# Optimization and Initialization 

In [1]:
!conda info 



     active environment : DL-torch-arm64
    active env location : /Applications/anaconda3/envs/DL-torch-arm64
            shell level : 2
       user config file : /Users/antoineherbet/.condarc
 populated config files : /Users/antoineherbet/.condarc
          conda version : 24.7.1
    conda-build version : 24.5.1
         python version : 3.12.2.final.0
                 solver : libmamba (default)
       virtual packages : __archspec=1=m1
                          __conda=24.7.1=0
                          __osx=14.5=0
                          __unix=0=0
       base environment : /Applications/anaconda3  (writable)
      conda av data dir : /Applications/anaconda3/etc/conda
  conda av metadata url : None
           channel URLs : https://conda.anaconda.org/conda-forge/osx-arm64
                          https://conda.anaconda.org/conda-forge/noarch
                          https://repo.anaconda.com/pkgs/main/osx-arm64
                          https://repo.anaconda.com/pkgs/main/n

In [2]:
import torch
from torch import mps

# If Metal Performance Shader (mps) is not available tell me:
if not torch.backends.mps.is_available():
    if not torch.backends.mps.is_built():
        print("MPS not available because the current PyTorch install was not "
              "built with MPS enabled.")
    else:
        print("MPS not available because the current MacOS version is not 12.3+ "
              "and/or you do not have an MPS-enabled device on this machine.")

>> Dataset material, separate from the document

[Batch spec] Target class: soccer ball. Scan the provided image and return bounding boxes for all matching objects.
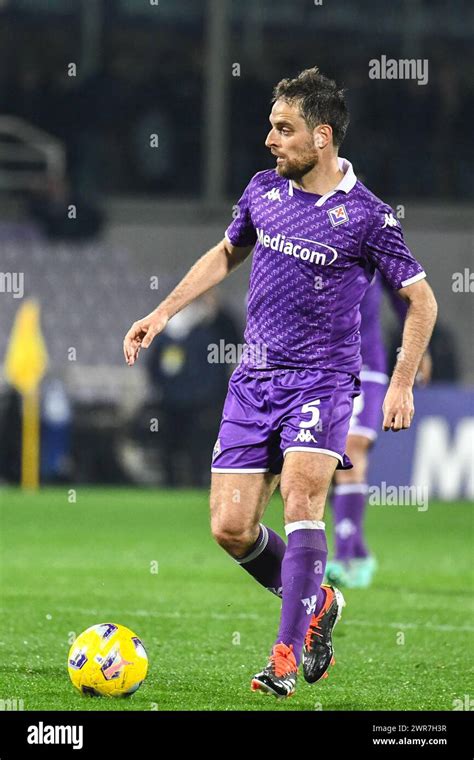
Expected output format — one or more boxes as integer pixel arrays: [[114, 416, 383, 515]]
[[67, 623, 148, 697]]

# If mps is available directly put it on the device.
else:
    device = torch.device("mps")
,
# If cuda (nvidia gpu) is not available tell me:
if not torch.cuda.is_available():
    print("Cuda not available because the current PyTorch install was not "
              "built with Cuda enabled.")
   

# If cuda is available directly put it on the device.
else:
    device = torch.device("cuda")
,

# Is mps available?

mps_avail = torch.backends.mps.is_available() 
print(f"Is Metal Performance Shader (mps) available? {mps_avail}")

,

# Is mps available?

cuda_avail = torch.cuda.is_available() 
print(f"Is Cuda available? {cuda_avail}")

Cuda not available because the current PyTorch install was not built with Cuda enabled.
Is Metal Performance Shader (mps) available? True
Is Cuda available? False


In this tutorial, we will review techniques for optimization and initialization of neural networks. When increasing the depth of neural networks, there are various challenges we face. Most importantly, we need to have a stable gradient flow through the network, as otherwise, we might encounter vanishing or exploding gradients. This is why we will take a closer look at the following concepts: initialization and optimization.

In the first half of the notebook, we will review different initialization techniques, and go step by step from the simplest initialization to methods that are nowadays used in very deep networks. In the second half, we focus on optimization comparing the optimizers SGD, SGD with Momentum, and Adam.

Let's start with importing our standard libraries:

In [4]:
## Standard libraries
import os
import json
import math
import numpy as np
import copy

## Imports for plotting
import matplotlib.pyplot as plt
from matplotlib import cm
import matplotlib_inline
%matplotlib inline
from IPython.display import set_matplotlib_formats
matplotlib_inline.backend_inline.set_matplotlib_formats('svg','pdf')
import seaborn as sns
sns.set()

## Progress bar
from tqdm.notebook import tqdm

## PyTorch
import torch
import torch.nn as nn
import torch.nn.functional as F
import torch.utils.data as data
import torch.optim as optim

We will use the same set_seed function as in Notebook 2, as weel as the path variables DATASET_PATH and CHECKPOINT_PATH.
Adjust the paths if necessary.